Paduan Aluminium: Butiran aluminium primer, fase endapan (seperti θ' dalam seri 2xxx atau '' dalam seri 6xxx), endapan batas butir, dan dispersioid.
Paduan Titanium: Fase alfa dan beta dengan morfologi pipih, sama sumbu, atau bimodal. Struktur koloni dalam + paduan.
Keramik: Butir kristal, fase batas butir kaca, porositas, dan partikel-fase kedua. Ukuran butir sangat mempengaruhi sifat mekanik.
Polimer: Daerah kristal dan amorf, struktur sferulit dalam polimer semikristalin, dan domain terpisah fase-dalam kopolimer blok.

Pertanyaan yang Sering Diajukan
Mengapa ukuran butir mempengaruhi kekuatan material?
Batas butir menghalangi pergerakan dislokasi, yang menyebabkan logam berubah bentuk secara plastis. Butir yang lebih kecil berarti lebih banyak batas butir per satuan volume, sehingga menciptakan lebih banyak hambatan terhadap gerakan dislokasi. Resistensi terhadap gerakan dislokasi ini meningkatkan tegangan yang diperlukan untuk mengubah bentuk material, sehingga membuatnya lebih kuat. Persamaan Hall-Petch mengkuantifikasi hubungan ini secara matematis.
Bisakah dua bahan dengan komposisi yang sama mempunyai sifat yang berbeda?
Ya, dan struktur mikro adalah alasannya. Baja dengan karbon 0,4% bisa lunak dan ulet atau sangat keras dan rapuh tergantung pada struktur mikronya. Perlakuan panas, pemrosesan mekanis, dan laju pendinginan semuanya mengubah struktur mikro tanpa mengubah komposisi. Inilah sebabnya mengapa pemrosesan sama pentingnya dengan pemilihan material.
Seberapa cepat struktur mikro dapat berubah?

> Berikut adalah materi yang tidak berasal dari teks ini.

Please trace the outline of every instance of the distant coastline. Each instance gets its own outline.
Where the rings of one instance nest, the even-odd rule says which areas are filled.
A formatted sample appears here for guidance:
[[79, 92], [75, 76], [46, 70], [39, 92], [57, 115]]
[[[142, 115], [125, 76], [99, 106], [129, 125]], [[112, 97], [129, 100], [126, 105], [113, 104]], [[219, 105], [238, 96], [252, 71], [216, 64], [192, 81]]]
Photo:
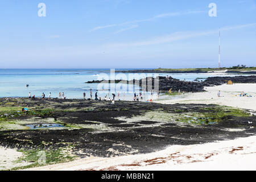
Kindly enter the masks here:
[[118, 70], [116, 72], [122, 73], [207, 73], [223, 72], [226, 73], [256, 74], [256, 67], [221, 68], [158, 68], [147, 69]]

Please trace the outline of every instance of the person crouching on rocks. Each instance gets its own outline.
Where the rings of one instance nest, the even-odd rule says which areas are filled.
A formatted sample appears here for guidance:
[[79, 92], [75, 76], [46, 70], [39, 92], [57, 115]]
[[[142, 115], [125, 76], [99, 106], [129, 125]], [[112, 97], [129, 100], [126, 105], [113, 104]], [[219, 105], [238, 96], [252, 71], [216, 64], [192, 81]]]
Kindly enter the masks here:
[[27, 113], [28, 112], [28, 109], [25, 107], [22, 108], [22, 113]]

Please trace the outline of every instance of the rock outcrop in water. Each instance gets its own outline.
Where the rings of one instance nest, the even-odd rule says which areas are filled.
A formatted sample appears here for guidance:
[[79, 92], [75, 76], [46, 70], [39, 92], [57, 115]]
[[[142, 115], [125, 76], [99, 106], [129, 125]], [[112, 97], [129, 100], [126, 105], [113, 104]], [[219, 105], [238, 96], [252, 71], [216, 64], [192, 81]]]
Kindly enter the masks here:
[[[127, 80], [97, 80], [88, 81], [86, 83], [110, 83], [114, 81], [115, 83], [123, 83], [127, 84], [136, 84], [140, 86], [142, 86], [142, 82], [146, 83], [146, 90], [150, 91], [151, 89], [154, 89], [155, 80], [158, 79], [159, 82], [159, 89], [160, 92], [166, 92], [172, 88], [172, 91], [177, 92], [180, 90], [181, 92], [204, 92], [205, 90], [204, 88], [205, 86], [212, 86], [215, 85], [220, 85], [225, 83], [227, 83], [229, 80], [232, 81], [233, 83], [256, 83], [256, 76], [235, 76], [235, 77], [208, 77], [204, 81], [201, 82], [195, 82], [195, 81], [180, 81], [178, 79], [174, 78], [171, 77], [169, 77], [168, 78], [166, 77], [159, 76], [156, 78], [148, 77], [146, 78], [138, 80], [133, 80], [130, 81]], [[148, 84], [148, 81], [152, 82], [152, 87], [150, 84]], [[142, 87], [143, 88], [143, 87]], [[143, 90], [142, 88], [142, 90]]]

Itu tergantung pada suhu dan mekanisme. Transformasi fase selama pendinginan terjadi dalam milidetik. Pertumbuhan butir selama anil membutuhkan waktu beberapa menit hingga jam. Pengendapan seiring bertambahnya usia-pengerasan paduan terjadi dalam hitungan jam hingga hari. Perubahan struktur mikro-suhu ruangan sangat lambat, itulah sebabnya sebagian besar material tetap stabil selama servis.
Apa perbedaan antara struktur mikro dan struktur kristal?
Struktur kristal mendeskripsikan susunan atom dalam kristal sempurna-pola sel satuan yang berulang. Struktur mikro menggambarkan bagaimana daerah kristal (butiran) ini disusun, diorientasikan, dan didistribusikan bersama dengan batas, fase, dan cacat. Struktur kristal berskala-atom; struktur mikro adalah skala-mikroskopis.
Bidang struktur mikro terus berkembang dengan teknik karakterisasi baru. 3Metode mikroskop D kini mengungkap struktur mikro dalam tiga dimensi, bukan-penampang dua dimensi-dimensi. Algoritme pembelajaran mesin menganalisis ribuan gambar mikrostruktur untuk memprediksi properti atau mengidentifikasi rute pemrosesan yang optimal. Kemajuan ini membuat rekayasa struktur mikro menjadi lebih prediktif dan kurang empiris.
Memahami struktur mikro menjembatani kesenjangan antara pemrosesan dan properti. Ini menjelaskan mengapa material berperilaku seperti itu dan memberikan pengetahuan yang diperlukan untuk meningkatkan kinerja melalui pemrosesan yang terkontrol.